31. Międzynarodowy Festiwal Sztuk Przyjemnych i Nieprzyjemnych w Łodzi
Publiczność obejrzy 7 przedstawień konkursowych, prezentowanych dwukrotnie w łódzkim Teatrze Powszechnym, oraz trzy pokazy mistrzowskie w reżyserii Jana Englerta, Jana Klaty i Mai Kleczewskiej – widzowie pojadą na nie do Warszawy, Sosnowca i Gdańska.
Warto przypomnieć, że dokonania wspomnianych twórców, podobnie jak spektakle Krzysztofa Warlikowskiego czy Krystiana Lupy, prezentowane są na festiwalu od lat.
Hasło tegorocznej edycji, a zarazem tytuł czerwcowego panelu dyskusyjnego, brzmi “Wspólnota?”. Dyrektor artystyczna festiwalu Ewa Pilawska podkreśla, że to hasło ze znakiem zapytania, bo przed nami dopiero szansa na zbudowanie tej wspólnoty.

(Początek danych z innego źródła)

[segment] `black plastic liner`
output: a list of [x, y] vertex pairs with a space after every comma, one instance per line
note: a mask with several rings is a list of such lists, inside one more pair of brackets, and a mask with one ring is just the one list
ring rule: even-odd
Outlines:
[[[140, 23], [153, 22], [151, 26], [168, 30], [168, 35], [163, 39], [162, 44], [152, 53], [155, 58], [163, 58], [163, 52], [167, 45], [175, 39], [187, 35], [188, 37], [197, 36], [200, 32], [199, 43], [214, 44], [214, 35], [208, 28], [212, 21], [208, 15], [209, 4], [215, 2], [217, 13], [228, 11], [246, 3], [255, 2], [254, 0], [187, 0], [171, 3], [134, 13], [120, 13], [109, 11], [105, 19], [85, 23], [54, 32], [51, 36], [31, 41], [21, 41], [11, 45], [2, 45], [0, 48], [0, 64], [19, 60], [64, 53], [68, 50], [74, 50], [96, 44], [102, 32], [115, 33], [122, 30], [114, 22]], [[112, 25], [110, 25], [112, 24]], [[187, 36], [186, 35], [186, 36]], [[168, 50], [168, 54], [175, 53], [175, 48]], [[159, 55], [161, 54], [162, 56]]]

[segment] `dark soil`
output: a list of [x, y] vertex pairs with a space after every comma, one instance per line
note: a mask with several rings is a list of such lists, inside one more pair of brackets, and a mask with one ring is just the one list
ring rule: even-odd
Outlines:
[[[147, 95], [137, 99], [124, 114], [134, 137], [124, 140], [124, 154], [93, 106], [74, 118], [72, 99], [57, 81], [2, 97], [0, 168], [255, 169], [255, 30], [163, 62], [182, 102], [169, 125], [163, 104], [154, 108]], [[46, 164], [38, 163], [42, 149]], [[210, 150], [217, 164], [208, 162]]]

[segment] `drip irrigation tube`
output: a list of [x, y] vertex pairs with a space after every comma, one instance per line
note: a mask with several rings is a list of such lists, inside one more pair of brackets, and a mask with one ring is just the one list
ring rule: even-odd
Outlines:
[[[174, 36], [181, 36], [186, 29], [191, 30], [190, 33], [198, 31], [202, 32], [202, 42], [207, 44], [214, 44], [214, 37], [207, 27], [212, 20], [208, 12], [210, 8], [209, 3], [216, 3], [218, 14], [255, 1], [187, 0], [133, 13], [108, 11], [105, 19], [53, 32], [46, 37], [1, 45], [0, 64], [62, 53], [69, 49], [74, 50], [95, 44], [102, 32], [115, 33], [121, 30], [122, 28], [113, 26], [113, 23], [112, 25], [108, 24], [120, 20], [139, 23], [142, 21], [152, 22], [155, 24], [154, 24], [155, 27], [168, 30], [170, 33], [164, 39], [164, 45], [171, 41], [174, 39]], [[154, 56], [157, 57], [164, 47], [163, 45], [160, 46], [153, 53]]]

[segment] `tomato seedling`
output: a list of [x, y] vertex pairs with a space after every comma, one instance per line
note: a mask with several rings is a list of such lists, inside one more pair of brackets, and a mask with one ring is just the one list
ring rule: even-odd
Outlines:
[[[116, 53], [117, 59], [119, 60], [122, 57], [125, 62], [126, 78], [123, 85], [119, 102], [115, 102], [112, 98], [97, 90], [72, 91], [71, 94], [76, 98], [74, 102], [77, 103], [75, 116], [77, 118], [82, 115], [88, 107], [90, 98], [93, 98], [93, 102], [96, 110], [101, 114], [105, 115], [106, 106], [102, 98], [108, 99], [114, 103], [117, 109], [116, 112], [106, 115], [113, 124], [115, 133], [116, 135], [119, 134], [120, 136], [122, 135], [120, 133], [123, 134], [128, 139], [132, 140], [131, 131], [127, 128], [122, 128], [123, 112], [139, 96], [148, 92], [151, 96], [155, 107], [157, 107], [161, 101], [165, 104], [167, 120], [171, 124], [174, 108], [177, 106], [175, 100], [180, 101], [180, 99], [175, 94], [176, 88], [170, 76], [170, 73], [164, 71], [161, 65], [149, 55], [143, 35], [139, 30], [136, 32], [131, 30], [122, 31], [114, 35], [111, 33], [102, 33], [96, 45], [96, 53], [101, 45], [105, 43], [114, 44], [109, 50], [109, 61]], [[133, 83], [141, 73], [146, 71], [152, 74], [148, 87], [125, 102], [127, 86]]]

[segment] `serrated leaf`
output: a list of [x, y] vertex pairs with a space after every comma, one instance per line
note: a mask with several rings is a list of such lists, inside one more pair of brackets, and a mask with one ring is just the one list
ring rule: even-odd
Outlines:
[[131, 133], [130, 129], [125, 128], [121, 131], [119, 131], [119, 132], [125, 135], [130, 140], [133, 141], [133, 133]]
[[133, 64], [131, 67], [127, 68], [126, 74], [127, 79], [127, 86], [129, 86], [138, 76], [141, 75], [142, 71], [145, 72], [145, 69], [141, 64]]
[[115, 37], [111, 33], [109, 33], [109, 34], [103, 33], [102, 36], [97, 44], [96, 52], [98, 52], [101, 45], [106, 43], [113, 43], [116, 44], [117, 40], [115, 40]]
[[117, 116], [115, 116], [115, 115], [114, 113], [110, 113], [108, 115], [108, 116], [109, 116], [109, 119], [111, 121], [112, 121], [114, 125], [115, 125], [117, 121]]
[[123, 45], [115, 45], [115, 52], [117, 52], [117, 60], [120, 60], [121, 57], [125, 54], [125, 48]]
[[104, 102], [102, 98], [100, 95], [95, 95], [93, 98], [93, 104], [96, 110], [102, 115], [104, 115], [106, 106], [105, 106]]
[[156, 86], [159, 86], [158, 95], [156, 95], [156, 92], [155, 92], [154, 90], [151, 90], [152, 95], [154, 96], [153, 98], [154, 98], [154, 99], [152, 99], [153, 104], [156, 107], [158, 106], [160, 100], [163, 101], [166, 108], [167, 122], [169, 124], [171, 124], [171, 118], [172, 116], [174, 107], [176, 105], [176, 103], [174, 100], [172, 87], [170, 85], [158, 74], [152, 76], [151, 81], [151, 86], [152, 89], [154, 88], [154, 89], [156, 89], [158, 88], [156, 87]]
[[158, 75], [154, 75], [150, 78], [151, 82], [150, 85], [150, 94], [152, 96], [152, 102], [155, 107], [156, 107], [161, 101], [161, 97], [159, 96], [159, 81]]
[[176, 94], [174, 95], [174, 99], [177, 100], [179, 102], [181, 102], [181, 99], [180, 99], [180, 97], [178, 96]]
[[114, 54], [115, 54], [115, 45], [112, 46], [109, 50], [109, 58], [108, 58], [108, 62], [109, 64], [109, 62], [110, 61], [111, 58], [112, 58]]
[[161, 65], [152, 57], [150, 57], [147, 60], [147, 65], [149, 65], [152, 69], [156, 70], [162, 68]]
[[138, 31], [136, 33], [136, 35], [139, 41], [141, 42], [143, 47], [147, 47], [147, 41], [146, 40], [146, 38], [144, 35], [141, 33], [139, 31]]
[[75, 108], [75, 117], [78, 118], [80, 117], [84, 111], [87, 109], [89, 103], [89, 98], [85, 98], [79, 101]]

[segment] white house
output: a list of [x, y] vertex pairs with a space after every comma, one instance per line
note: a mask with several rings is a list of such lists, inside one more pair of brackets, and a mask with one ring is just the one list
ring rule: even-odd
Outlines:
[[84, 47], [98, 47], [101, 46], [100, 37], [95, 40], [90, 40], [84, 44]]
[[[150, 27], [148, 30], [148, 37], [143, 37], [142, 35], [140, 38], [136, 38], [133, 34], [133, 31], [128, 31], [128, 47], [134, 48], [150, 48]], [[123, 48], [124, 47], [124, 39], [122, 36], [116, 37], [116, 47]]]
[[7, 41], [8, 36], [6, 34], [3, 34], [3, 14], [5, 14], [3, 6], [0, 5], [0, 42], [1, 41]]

Mam wrażenie, że budujemy powoli tę wspólnotę, że jednak powoli, konsekwentnie, z dużymi błędami, potknięciami, ale generalnie wierzę w człowieka i wierzę w perspektywę, choć przerażają mnie te zbrojne sytuacje wojny, wojna, która się toczy w Ukrainie – mówiła Pilawska.
Część konkursowa potrwa do 13 kwietnia, wtedy też zakończy się plebiscyt publiczności na najlepszy spektakl, najlepszą aktorkę i aktora festiwalu.